Originally Posted by M1kkko
Maya ran on linux long before Autodesk acquired them. Had there not been a linux version already in place it is unlikely Autodesk would have decided to have a linux version. I wouldn't be surprised if one day they take Maya and 3dsMax and merge them into one windows only product.
Originally Posted by dsmithhfx
That wouldn't surprise me as well. In fact, I'm still surprised they did a Mac version of autocad. About Maya, they do sell it, and it costs as much as the other versions, but unlike the other versions they don't offer any kind of support, so it probably won't be long until they discontinue it.
Originally Posted by deanjo
What I'd really like to see would be a success of the ongoing efforts in standardization of the mobile/embedded space (there was this linaro foundation, and other bodies, trying to get some order in the chaos of embedded systems, IIRC).
Because I guess a lot more stuff is going to happen on smaller, low-powered, more heavily integrated devices, probably SOCs.
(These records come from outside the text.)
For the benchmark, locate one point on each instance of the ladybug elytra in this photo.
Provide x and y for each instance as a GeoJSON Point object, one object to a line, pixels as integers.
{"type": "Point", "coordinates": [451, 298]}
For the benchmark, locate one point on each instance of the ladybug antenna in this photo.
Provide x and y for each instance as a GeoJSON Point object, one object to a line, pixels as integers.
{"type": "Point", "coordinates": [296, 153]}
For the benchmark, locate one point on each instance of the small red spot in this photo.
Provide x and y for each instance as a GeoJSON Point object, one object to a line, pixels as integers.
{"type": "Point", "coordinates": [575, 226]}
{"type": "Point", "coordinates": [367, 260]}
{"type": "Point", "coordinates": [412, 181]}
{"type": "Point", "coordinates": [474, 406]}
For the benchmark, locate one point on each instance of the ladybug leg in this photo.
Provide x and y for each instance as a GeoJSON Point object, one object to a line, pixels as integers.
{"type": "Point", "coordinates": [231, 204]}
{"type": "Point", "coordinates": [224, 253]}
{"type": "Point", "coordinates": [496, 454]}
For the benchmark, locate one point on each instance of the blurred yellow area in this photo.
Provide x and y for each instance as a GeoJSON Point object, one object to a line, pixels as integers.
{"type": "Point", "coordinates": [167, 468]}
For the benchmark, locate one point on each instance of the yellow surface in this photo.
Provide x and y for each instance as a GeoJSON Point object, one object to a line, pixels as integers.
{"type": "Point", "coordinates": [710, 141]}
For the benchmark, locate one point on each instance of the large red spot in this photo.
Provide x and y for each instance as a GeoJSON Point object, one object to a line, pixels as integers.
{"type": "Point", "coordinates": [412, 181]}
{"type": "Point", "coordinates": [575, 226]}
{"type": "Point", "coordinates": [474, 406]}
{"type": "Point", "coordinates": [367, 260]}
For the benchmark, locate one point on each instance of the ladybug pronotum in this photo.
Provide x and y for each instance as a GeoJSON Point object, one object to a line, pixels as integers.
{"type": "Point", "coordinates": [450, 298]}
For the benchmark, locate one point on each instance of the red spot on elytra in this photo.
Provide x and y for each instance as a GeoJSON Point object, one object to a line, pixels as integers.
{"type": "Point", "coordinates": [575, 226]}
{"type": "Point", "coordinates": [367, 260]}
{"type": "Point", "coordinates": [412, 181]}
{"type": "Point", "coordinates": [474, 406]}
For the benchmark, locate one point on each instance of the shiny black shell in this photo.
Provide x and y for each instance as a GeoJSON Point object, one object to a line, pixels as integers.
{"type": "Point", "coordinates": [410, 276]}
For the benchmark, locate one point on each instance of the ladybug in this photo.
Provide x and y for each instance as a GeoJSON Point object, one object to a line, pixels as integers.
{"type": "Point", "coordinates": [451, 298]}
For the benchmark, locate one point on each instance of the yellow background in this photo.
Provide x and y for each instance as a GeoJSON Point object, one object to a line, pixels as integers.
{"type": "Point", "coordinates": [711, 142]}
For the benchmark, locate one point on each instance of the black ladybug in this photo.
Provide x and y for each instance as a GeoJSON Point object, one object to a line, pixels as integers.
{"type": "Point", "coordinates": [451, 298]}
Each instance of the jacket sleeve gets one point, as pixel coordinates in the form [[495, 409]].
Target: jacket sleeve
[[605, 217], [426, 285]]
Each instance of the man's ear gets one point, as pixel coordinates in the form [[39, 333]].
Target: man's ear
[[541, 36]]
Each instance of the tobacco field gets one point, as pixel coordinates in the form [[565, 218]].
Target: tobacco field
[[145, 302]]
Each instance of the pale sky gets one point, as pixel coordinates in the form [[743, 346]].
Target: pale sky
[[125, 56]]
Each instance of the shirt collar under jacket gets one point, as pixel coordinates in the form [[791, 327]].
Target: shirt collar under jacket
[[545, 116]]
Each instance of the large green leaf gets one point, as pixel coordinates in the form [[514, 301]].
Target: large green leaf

Right now, the engineering of those devices comes from the embedded sector, which (to me as an interested observer) seems to be the antithesis of anything open:
- No open, official standards (since tight integration drives everyone to make up their own, slightly different implementation),
- Secrecy about components and even more closed-mindedness about drivers.
Resulting from this, there's now a huge fragmentation of largely different devices, which makes it difficult for FOSS projects to even start somewhere, and port code once it's working somewhere. Plus, devices do have a crazily high turnover rate, so it's unlikely that a large community can form to work on the same device.
There are already some devices shipping with a desktop-linux-style OS and even the possibility to install Debian-distros: Nokia's Maemo devices, like the N900. Sadly, Nokia has failed with its strategy and teamed up with Microsoft... Yes, the N900 is a dead horse, but it's such a pretty one
Also: An organized effort out of the FOSS community to financially support graphical development. Since graphical drivers appear to be among the most mind-boggling software in existance, the number of people actually able to write such code seems not to be overly large; especially not if they have to do it in their spare time.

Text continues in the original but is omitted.